Preliminary figures for 2003 show there were 6,444 babies born in Kentucky to parents between the ages of 15 and 19.
So, hopefully, most people also have the understanding to accept that good people make life mistakes.
And that the mark of a person's mettle comes not in never making a mistake -- who can do that? -- but rather in how you handle your life after it takes an unforeseen detour.
By the time her baby was born, Kacy Stewart's life had undergone a makeover.
Kacy and boyfriend Akers moved in together. He is working two jobs to help support his son; when she can, she works at the Lee's Famous Recipe that her parents own in Middlesboro.
They haven't gotten married, Kacy says, because they wouldn't have done so at this time had they not had a child. "I don't want to pile other mistakes on top of one mistake," she says. "If we're still together after college, then we'll see."
As for all those fears about losing respect at school?
Kacy's peers just voted her Basketball Homecoming Queen.
"I'd say a lot of our kids admire her, what she's done since it happened," says Bell County Principal Jeff Saylor. "In a sense, I do, too. She could have made several bad decisions, but she didn't let one mistake lead her into a series of bad decisions."
Fact is, sometimes "mistakes" start to look like miracles.
The birth of "little Luke" helped bridge whatever gap had opened between Kacy and her father.

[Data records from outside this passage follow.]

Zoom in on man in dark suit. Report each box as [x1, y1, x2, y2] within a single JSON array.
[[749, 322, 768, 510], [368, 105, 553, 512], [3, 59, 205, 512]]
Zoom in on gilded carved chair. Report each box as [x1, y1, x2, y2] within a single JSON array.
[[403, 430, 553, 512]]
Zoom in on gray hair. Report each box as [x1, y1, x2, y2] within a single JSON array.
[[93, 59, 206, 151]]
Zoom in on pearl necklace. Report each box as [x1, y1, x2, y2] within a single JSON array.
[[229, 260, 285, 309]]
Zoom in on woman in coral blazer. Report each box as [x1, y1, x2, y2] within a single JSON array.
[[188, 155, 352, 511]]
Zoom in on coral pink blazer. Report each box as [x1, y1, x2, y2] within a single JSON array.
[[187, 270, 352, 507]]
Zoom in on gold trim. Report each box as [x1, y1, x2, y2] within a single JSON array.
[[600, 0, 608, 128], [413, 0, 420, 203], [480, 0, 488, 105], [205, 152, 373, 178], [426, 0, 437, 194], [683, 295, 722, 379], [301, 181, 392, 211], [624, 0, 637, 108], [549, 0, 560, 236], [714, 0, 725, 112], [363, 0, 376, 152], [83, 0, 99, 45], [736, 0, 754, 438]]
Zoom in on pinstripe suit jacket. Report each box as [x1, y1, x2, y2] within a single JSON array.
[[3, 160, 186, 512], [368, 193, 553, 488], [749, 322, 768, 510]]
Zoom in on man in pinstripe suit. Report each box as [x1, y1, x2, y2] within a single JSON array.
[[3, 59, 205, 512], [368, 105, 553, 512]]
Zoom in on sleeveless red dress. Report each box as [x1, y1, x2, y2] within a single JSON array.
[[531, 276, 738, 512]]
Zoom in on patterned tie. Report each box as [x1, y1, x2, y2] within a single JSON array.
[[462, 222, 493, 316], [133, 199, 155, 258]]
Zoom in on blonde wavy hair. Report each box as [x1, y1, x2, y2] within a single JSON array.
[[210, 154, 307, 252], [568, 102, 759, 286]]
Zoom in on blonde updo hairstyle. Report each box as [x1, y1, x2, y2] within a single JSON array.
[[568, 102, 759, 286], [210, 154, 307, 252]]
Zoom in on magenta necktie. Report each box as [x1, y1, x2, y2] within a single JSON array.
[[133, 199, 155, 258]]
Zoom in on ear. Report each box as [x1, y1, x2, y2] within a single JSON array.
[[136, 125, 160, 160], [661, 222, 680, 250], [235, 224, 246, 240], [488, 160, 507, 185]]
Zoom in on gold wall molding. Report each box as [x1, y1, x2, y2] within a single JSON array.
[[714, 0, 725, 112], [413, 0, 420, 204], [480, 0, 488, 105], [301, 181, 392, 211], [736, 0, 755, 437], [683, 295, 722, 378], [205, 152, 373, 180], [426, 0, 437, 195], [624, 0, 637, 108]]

"Her mom and I both came from conservative families," Leland Stewart says. "So it was hard. A very emotional time.
But "when you look at the little fella, it just melts your heart. And I'm proud of Kacy and how she's stepped up to this."
That rapprochement is important for a million different reasons.
One of the least significant being that her dad is the person who always gave Kacy Stewart a push when it came to basketball.
"I just thought she had the grit in her craw to do this," Leland Stewart says of playing this year.
In his first year coaching girls, Gambrel, too, was encouraging.
After she gave birth, she waited three weeks. Then, Kacy went back into the gym. Just to shoot.
"It felt weird having to walk around the gym all hobbled up," Kacy says. "But when you have a C-section, you're hurting."
Four weeks after giving birth, Kacy started running.
Five weeks after having a baby, she entered her first game. It was against Bullitt Central in Berea's Christmas Tournament.
Kacy was the human turnover.
"I was horrible," she says.
Her low point came in a game against Jackson County and its 6-foot-6 All-State player, Sarah Elliott. Kacy picked up two rapid fouls because she wasn't quick enough defensively to get around Elliott in the post.
A year ago, that act would have been no problem.
Sitting on the bench, Kacy stewed. Why am I here? I'm not capable of playing at this level anymore. I should be at home with my baby.
Afterward, she was on the verge of quitting.
Boland, her teammate, talked her into staying.
Her scoring and rebounding averages are about half what they were a year ago. But the last three games, "I feel like I'm back as good as I was last year," Kacy said Wednesday.
Which doesn't make her a Miss Basketball candidate, of course.
But this winter, you'll look a long time to find a more courageous story than Kacy Stewart anywhere in Kentucky basketball.